If you want to teach the science/chemistry of breadmaking to a general audience IMHO you can't do better than Emily Buehler's _Bread Science_ (
http://www.twobluebooks.com/book.php ).  It is understandable by anyone but friends with Ph.Ds in Chemistry and Biochemistry have found it useful as well.   Ms. Buehler worked in an artisan bakery so the practical advice and recipes are quite good as well.


sPh

crunchy's picture
crunchy

I really enjoyed the cultural bread background given in Daniel Leader's Local Breads. Admittedly, his focus is somewhat narrow, but it's still more than what I've found in other books.

gaaarp's picture
gaaarp

Secrets of a Jewish Baker has a lot of history and information about different types of breads from various cultures.  Despite the title, it's not all rye.  There are recipes for everything from Na'an to Irish Soda Bread to Singing Hinny.  Another really nice feature that might work well for your class it the section at the end with Morning Baking Programs.  There are twelve "morning bakes", with each making a number of different breads in about 2-4 hours.

cdnDough's picture
cdnDough

Any chance you'll be posting the course material/notes/lectures online?  I have a background in chemistry/physics and would be very interested in following along.

hansjoakim's picture
hansjoakim

I second that! I would be very interested in following along as well.

Yundah's picture
Yundah

Let me talk to my colleague.  I don't have a problem with it. We will be using Black Board and i usually post my notes so i don't have a problem with putting my materials out there.  I have a site for my teaching at my Mac website and will journaling my experiences in the class  as well.  When the time comes, I'll post a link here for you all.  The class won't start until mid April.  We have a short intensive term which is when we can do classes like this.  The only problem may be if we don't get enough students to make it go but I'm not too worried about that.   Thank you for your interest and my thanks to everyone who has made suggestions.  

cdnDough's picture
cdnDough

Following from crunchy's recommendation, both Leader's books, "Bread Alone" and "Local Bread" offer some cultural background regarding the bakers and the regionalization of European breads.  I imagine the information in each could combine into 1 lecture for an entertaining perspective on modern European baking.

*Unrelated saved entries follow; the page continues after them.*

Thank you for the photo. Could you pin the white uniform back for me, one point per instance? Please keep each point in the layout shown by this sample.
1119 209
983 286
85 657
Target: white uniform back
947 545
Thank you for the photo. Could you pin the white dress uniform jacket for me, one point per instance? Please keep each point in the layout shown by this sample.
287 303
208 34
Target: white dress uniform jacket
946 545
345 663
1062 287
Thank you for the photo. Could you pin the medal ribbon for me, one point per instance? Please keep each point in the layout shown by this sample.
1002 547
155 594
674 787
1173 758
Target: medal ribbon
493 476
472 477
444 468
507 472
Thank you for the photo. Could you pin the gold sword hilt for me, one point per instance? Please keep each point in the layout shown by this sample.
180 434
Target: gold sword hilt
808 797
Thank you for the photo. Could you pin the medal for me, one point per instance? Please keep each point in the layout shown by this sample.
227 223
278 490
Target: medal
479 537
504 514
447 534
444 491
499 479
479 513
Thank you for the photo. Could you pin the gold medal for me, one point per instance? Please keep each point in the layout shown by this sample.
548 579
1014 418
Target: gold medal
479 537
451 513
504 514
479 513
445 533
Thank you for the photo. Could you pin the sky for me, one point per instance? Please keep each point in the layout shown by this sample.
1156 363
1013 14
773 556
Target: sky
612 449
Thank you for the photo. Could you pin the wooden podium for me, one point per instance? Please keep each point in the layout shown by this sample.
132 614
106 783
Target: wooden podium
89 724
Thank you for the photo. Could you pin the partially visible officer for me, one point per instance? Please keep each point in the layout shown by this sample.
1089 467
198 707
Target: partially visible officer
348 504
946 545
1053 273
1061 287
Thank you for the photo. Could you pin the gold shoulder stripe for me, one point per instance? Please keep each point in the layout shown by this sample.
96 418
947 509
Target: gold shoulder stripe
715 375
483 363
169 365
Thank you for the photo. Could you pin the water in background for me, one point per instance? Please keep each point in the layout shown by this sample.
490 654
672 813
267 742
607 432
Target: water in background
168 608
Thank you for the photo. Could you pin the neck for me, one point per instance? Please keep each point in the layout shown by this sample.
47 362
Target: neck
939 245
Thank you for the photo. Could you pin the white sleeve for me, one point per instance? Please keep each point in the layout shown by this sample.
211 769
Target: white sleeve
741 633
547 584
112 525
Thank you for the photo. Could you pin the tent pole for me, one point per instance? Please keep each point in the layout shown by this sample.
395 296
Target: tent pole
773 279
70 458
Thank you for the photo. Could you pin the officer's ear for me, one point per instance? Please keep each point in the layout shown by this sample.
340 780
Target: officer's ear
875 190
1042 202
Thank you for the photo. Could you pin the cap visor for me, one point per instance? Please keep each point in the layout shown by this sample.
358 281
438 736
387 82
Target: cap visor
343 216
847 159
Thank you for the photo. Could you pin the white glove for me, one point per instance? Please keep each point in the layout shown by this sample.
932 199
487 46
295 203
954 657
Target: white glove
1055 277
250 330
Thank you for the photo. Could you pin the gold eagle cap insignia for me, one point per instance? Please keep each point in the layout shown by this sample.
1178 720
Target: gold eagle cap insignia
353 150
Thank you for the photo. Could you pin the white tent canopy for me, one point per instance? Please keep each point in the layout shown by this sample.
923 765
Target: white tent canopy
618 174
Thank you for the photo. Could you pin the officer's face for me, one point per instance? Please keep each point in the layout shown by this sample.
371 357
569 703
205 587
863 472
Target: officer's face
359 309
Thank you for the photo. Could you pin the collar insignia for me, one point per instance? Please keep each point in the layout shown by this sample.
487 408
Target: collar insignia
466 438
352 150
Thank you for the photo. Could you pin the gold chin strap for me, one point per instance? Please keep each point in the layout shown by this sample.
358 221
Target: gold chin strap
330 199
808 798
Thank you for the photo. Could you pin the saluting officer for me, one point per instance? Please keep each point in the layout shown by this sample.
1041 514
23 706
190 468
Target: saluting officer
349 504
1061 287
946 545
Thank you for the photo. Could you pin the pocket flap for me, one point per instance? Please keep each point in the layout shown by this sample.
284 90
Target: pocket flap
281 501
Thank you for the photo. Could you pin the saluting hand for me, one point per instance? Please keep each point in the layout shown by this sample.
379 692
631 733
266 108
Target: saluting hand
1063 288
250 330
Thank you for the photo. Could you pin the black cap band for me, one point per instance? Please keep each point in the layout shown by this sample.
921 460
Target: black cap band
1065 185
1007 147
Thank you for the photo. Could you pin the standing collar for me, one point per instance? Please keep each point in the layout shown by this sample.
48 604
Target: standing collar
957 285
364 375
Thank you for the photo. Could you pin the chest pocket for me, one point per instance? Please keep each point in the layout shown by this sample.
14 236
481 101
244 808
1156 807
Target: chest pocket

For more complete and historical accounts, you might try:


Sheppard and Newton, The Story of Bread (1957)


Jacob, Six Thousand Years of Bread (2007)


The latter has quite an extensive bibliography.

Soundman's picture
Soundman

For solid bread baking technique, take a look at Jeffrey Hamelman's Bread: A Baker's Book of Techniques and Recipes.


Soundman (David)

ema2two's picture
ema2two

Maggie Glezer's A Blessing of Bread talks about various cultural aspects of bread in the myriad of Jewish communities around the world.  She may have references to broader cultural bread sources in her bibliography.  I'll try to take a look, or you may want to peruse it yourself to see if it will meet some of your needs.